To address these challenges, This University developed a multi day summer outdoors experience designed to strengthening relationships, building community, and increase participants’ sense of belonging in STEM disciplines through camping, rafting, hiking, and exploring STEM activities in the outdoors. As the program evolved, we added an on-campus academic summer bridge program immediately preceding the outdoor experience focused on team building, skills for academic success, structured interactions with faculty, and social events designed to promote connection and academic success at the university. We also added a new focus on support of underrepresented racial and ethnic minority, low socioeconomic status, rural, and/or female students through strategic recruiting and cohort building. Inspired by other universities’ efforts to attract and retain promising students with reduced mathematics preparation, we have integrated support for these students in the program as well. Through these activities, students transition to their first semester at the university with relationships with peers, faculty, and staff that can support the students’ successful transition from high school to college and persistence in their STEM degree program.

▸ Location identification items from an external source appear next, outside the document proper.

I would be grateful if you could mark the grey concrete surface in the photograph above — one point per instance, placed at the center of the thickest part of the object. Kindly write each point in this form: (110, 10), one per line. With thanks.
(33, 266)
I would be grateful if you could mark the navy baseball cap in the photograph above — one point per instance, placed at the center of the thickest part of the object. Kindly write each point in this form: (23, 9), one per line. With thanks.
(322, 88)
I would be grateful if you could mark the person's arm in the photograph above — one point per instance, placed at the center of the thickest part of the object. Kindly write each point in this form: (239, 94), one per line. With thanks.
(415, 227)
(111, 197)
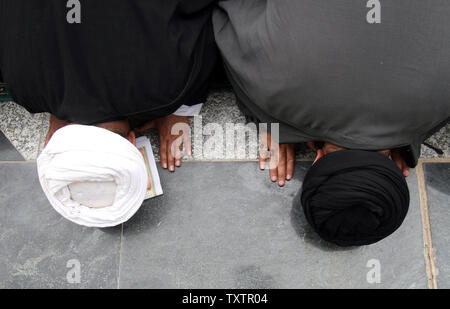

The programs described in this paper have existed in different forms since 2011, beginning with a pilot program involving four participants and at one time including as many as 33. To measure the lasting effects of these programs, we surveyed the participants and tracked their academic progress over several years. Preliminary results of these assessment efforts suggest that the program supported students’ success at the university through the development of lasting relationships with peers, faculty, and staff at the university, and overall was a positive experience with lasting effects on the participants.
In addition to the evolution and outcomes of this program, we also describe how the funding model for this program has changed over the years, beginning with an NSF-funded scholarship program and transitioning to being institutionalized and supported through the university budget and private foundation support.